Since “liberalism vanquished religion in Europe” by removing its political power from it, it is time to do the same with nationalism, the author suggests (270). He believes that nationalism must disappear as a political force. As a result, the “French can continue to savor their wines and the Germans their sausages” in the private sphere alone (271). Fukuyama conflates deep ethno-cultural and historic roots of different people with toxic nationalism, suggesting that benign cuisine embodies the importance of thousands of years of cultural development.
Fukuyama’s ideal “post-historical world would still be divided into nation-states, but its separate nationalisms would have made peace with liberalism and would express themselves increasingly in the sphere of private life alone” (276). The author acknowledges, however, that completely removing ethno-cultural roots may be impossible.

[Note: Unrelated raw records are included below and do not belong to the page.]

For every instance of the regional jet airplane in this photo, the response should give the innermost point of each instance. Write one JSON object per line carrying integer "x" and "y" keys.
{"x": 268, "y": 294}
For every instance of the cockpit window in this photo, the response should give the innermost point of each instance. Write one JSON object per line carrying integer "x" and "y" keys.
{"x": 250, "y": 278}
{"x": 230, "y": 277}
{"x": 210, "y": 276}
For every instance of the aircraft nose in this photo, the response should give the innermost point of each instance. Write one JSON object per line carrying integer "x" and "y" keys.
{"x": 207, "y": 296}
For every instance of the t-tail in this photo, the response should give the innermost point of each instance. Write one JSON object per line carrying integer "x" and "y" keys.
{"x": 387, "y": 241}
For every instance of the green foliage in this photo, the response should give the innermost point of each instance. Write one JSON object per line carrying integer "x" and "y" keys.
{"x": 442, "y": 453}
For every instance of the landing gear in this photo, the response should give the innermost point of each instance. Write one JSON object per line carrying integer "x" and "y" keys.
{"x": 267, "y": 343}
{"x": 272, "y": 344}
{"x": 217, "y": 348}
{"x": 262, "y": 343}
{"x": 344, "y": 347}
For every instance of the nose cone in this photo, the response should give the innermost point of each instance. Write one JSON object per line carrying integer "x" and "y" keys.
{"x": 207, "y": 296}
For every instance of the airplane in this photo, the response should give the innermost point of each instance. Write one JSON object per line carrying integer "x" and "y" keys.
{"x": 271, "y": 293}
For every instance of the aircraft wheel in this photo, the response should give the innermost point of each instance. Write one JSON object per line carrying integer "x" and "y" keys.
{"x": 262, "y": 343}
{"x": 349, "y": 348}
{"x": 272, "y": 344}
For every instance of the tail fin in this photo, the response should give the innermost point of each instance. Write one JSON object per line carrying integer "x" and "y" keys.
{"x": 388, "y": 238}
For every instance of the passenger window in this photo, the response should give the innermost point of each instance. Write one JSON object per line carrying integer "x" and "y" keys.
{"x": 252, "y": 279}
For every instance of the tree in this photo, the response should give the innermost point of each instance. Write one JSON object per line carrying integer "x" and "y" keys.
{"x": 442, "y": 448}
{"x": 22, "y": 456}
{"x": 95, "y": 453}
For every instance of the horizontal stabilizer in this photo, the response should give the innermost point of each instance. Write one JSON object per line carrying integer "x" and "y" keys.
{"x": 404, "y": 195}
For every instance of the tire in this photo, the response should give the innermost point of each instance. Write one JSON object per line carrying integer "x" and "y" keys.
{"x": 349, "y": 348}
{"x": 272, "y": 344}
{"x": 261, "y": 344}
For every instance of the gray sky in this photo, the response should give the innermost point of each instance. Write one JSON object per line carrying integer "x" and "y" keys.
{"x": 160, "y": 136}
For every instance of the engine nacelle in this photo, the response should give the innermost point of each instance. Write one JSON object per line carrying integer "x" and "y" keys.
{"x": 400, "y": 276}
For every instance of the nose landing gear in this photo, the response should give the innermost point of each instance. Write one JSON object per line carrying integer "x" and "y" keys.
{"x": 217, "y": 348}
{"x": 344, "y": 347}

Fukuyama also believes that “the historical and post-historical worlds will maintain parallel but separate existences, with relatively little interactions between them” (277). However, these limited relationships between liberal democracies (the post-historical world) and those countries that have yet to reach the optimal ideological-political state (the historical world) may collide in a number of areas such as energy, immigration, and “‘world order’ questions” such as military conflicts and technology, including weapons (278). In this dynamic, Fukuyama positions liberal democracies as those interested in preserving peace and cooperating with each other, while the rest may act like aggressors. To defend themselves, these democracies would rely on a military alliance like NATO rather than the international framework provided by the United Nations.
Less is said of the role of resource access that some liberal democracies, like Germany which lacks them, need from countries that have alternative political systems, like China and Russia, to power their economies. Also of note is the author’s preference of NATO’s military power over the more evenly distributed framework of international law in the United Nations. Furthermore, as mentioned earlier, in the years since NATO lost its Cold War opponent, the Soviet Union, the alliance proved itself to be an aggressor in multiple conflicts, including the NATO-led invasion of Libya in 2011. These conflicts undermine Fukuyama’s belief in the peaceful nature of liberal democracies.